Die DJK hofft auf die Fortführung der Baumaßnahme, der SC Reckenfeld baut einen Kunstrasen. Und die 09er hoffen auf eine Kunstrasen-Erweiterung ihres Trainingsgeländes. Schlecht, dass derzeit im Blätterwald überall die Rede davon ist, dass die Europäische Union das Plastik-Granulat verbieten will, weil es als Mikroplastik Flüsse und Meere belastet. Frank Hänel, der Mann für den Sport in der Verwaltung, meint: „Wenn man die Nachrichten liest, kann man nervös werden.“ Doch die Verwaltung wartet auf den endgültigen Beratungsprozess.

Auf Anfrage dieser Zeitung erklärte jedenfalls ein Sprecher des Bundesumweltministeriums in Berlin: „Es kursieren gerade einige Missverständnisse.“ 

Ob die EU-Kommission ein Verbot von Plastik-Einstreumaterial für Kunstrasensportplätze vorschlagen werde, steht noch längst nicht fest. Die Europäische Chemikalienagentur (ECHA) sei derzeit in einer frühen Phase der Meinungsbildung zum Thema Mikroplastik und sammele Informationen und Einschätzungen zum Thema ein. Der Sprecher: „Jede und jeder kann sich hier einbringen.
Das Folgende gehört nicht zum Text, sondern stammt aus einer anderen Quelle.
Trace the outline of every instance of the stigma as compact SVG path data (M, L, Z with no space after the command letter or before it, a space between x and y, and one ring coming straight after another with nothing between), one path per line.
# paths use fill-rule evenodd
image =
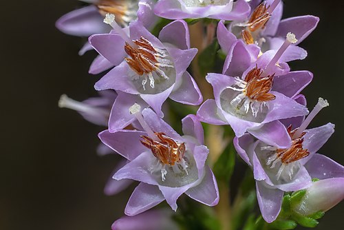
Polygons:
M151 149L158 161L155 167L151 167L151 173L160 170L162 181L165 180L167 174L166 166L172 167L175 173L184 171L188 174L186 158L184 158L185 143L178 143L163 132L155 132L154 134L158 140L147 136L142 136L142 140L140 140L143 145Z
M146 38L141 36L138 40L133 40L134 45L126 42L125 50L130 58L125 59L138 75L144 77L142 85L144 90L149 79L149 85L155 87L155 78L169 79L164 72L164 67L174 67L166 50L154 48ZM154 77L154 75L156 75Z
M111 14L122 27L136 19L138 1L136 0L100 0L95 3L102 15Z
M257 117L263 106L268 106L268 102L275 100L276 96L270 92L272 87L274 75L262 77L263 71L257 66L250 70L244 80L235 78L235 87L228 87L231 90L241 92L230 101L230 105L237 112L244 110L246 114L250 109L253 116Z

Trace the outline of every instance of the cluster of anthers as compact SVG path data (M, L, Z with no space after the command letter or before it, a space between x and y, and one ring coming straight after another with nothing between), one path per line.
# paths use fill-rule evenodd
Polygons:
M144 79L142 81L143 89L145 90L148 79L149 85L154 88L153 72L158 76L162 76L164 79L168 79L169 77L160 69L160 67L173 67L172 61L167 58L166 52L154 48L152 43L143 36L133 42L135 46L125 43L125 50L130 56L126 58L125 61L136 74L144 76Z
M150 169L151 172L160 170L162 181L165 180L165 176L167 174L166 165L172 167L175 173L184 171L188 174L188 165L184 160L185 143L178 143L162 132L154 132L154 134L158 138L156 140L142 136L143 140L140 140L143 145L151 149L158 160L157 165Z
M257 116L259 109L261 111L263 105L268 106L266 103L275 100L276 96L269 93L272 87L274 74L262 77L263 73L264 72L256 66L247 74L245 80L235 78L235 85L239 88L228 87L233 90L242 92L230 102L230 105L237 110L240 110L244 106L247 114L250 108L252 115Z
M95 3L99 12L105 15L112 14L116 16L117 22L125 27L137 18L137 0L100 0Z
M305 136L305 132L303 132L301 134L301 135L297 136L295 133L297 129L292 130L291 125L288 127L287 130L290 138L292 138L290 147L288 149L273 148L275 154L268 158L266 163L266 165L270 165L271 168L275 167L277 163L281 163L281 166L279 169L277 174L276 175L277 180L279 180L282 172L288 166L290 166L290 168L288 170L288 174L291 180L294 174L294 167L297 166L297 165L291 163L297 162L297 160L304 158L310 155L308 150L303 149L303 136ZM269 149L270 147L262 147L261 149L262 150Z

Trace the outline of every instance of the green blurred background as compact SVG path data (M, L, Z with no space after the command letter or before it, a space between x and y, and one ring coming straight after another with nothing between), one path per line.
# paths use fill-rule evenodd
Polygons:
M103 193L118 159L96 154L96 134L102 129L57 107L63 93L78 100L94 95L93 84L99 79L87 74L95 53L78 56L83 41L54 27L57 19L78 4L2 3L0 229L109 229L123 214L130 192L113 197ZM286 0L283 16L321 18L318 28L301 44L308 57L290 65L314 74L303 92L310 109L319 96L330 102L311 126L336 125L320 152L341 164L343 12L343 1ZM317 229L343 229L343 211L342 202L326 213Z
Wir fordern die Sportverbände deshalb auch auf, ihre Argumente in diese Anhörung einfließen zu lassen.“ 

Wichtig zu wissen sei, dass es der ECHA ausschließlich um den Neueintrag oder das Nachfüllen von Kunststoffgranulat geht – und nicht wie teils vermutet um den Abriss bestehender Sportplätze. Auch stehe nicht der Kunstrasen selbst im Fokus, sondern nur das Granulat. Dafür stünden als Ersatz aber offenbar bereits Alternativen zur Verfügung.  

Wie es weitergeht: Im Anschluss an die öffentliche Konsultation beginnen die fachlichen Prüfungen. Ein Ausschuss wird sich mit der Risikobewertung für Verbraucher, Arbeitnehmer und Umwelt beschäftigen. Der andere Ausschuss arbeitet speziell zu den sozioökonomischen Folgen, also zum Beispiel auch den Folgen für den Sportbetrieb. Auf der Grundlage dieser könne dann die EU-Kommission einen Regulierungsvorschlag machen. Erst ein solcher Vorschlag würde dann von den Mitgliedstaaten beraten.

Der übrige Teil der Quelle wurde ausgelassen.